Director: K. Ramanath; Writer: Sadananda Bharathi, Jawar Seetaraman, Victor Hugo; Cinematographer: N. Prakash; Cast: Chittor V. Nagaiah, T.S. Balaiah, T.S. Dorairaj, N. Shama, N. Seetaraman, V. Gopalakrishna, Kali N. Ratnam, M.R. Swaminathan, S. Peer Mohammad, T.K. Kalyanam, Lalita, Padmini, N. Rajam, P.S. Gnanam, S.R. Janaki, Baby Meenakshi, Ragini, Thangam, Kalyani, Reeta
Summary: Based on Victor Hugo’s Les Miserables.

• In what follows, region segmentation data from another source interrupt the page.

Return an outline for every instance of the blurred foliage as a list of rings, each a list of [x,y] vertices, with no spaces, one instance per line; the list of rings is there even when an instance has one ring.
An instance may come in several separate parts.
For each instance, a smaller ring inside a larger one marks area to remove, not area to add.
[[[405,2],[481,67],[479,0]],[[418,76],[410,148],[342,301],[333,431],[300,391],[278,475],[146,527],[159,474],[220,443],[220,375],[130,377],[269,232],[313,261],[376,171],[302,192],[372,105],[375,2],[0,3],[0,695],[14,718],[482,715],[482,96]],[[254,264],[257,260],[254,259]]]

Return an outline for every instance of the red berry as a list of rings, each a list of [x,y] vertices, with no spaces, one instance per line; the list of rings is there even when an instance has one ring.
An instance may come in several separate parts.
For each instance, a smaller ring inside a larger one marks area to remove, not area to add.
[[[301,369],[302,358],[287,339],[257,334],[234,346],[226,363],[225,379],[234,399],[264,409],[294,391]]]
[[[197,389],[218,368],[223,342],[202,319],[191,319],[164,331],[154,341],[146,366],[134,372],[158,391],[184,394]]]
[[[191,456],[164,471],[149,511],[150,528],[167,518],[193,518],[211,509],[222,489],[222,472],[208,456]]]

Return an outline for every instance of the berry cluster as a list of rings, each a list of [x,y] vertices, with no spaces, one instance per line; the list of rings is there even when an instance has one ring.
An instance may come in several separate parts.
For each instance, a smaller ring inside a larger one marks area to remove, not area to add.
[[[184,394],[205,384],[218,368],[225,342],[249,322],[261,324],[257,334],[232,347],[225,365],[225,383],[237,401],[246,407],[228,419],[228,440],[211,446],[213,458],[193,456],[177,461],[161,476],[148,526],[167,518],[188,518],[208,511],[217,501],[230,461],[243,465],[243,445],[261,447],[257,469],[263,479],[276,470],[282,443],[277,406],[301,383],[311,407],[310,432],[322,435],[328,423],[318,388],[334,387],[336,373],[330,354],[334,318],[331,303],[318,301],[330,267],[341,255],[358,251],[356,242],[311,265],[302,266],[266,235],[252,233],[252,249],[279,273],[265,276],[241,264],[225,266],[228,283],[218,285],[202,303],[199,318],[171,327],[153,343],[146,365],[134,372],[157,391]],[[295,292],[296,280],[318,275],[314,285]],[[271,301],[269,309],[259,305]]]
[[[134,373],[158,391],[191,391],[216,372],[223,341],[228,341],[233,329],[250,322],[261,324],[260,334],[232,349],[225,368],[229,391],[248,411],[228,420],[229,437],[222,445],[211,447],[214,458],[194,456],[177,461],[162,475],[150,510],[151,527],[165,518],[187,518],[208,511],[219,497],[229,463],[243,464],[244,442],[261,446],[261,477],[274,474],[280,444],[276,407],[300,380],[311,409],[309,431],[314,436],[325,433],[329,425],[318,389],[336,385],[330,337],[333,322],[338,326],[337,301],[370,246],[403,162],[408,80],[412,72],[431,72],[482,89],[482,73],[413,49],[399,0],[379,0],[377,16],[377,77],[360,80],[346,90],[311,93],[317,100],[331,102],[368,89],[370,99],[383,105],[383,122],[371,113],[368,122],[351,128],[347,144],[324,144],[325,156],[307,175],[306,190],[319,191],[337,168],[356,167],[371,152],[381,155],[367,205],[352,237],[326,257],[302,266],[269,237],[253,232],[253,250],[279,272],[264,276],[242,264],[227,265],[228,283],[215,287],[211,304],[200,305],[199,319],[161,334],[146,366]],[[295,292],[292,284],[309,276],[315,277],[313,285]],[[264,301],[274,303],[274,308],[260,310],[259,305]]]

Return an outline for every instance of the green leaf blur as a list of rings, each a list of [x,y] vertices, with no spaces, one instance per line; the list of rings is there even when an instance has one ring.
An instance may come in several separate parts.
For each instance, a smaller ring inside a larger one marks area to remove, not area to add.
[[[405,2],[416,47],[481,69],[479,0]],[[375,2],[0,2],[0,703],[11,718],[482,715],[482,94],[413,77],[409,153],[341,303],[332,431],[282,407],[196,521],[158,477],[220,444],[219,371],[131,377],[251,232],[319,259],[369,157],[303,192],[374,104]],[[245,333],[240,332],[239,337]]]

Extraordinary melodrama held together by Nagaiah’s best-known film performance. This version of Sadanand Bharathi’s Tamil translation of Hugo’s novel (remade, unacknowledged, as Gnana Oli, 1972), opens with the petty thief Kandan (Nagaiah) in jail. He escapes and is rearrested by Inspector Javert (Seetaraman). Kandan’s niece (N. Rajam) is abandoned by her husband (Balaiah) while pregnant, and joins a travelling circus after leaving her child with her wicked foster parents. When released, Kandan is reformed by the kind action of a Christian priest, Sadhu Uthaman, becomes a successful glass manufacturer and, after changing his name, is elected the town’s mayor. Kandan’s past catches up with him when Inspector Javert is posted to the town and intends exposing him. During an Independence struggle incident, Kandan rescues Javert and the inspector commits suicide, caught in the dilemma of having to work for an imperialist police force but being indebted to a former criminal. The film is dominated by Nagaiah, inviting comparisons with Paul Muni, and by the stage actor and co-scenarist Seetaraman, who became known as Javert (aka Jawar) Seetaraman for the rest of his career. Much of it is shot with heavy expressionist lighting, esp. the jail sequences as the inspector’s presence is announced by the sound of stomping boots. The visual effect was extended by Elangovan’s dialogue.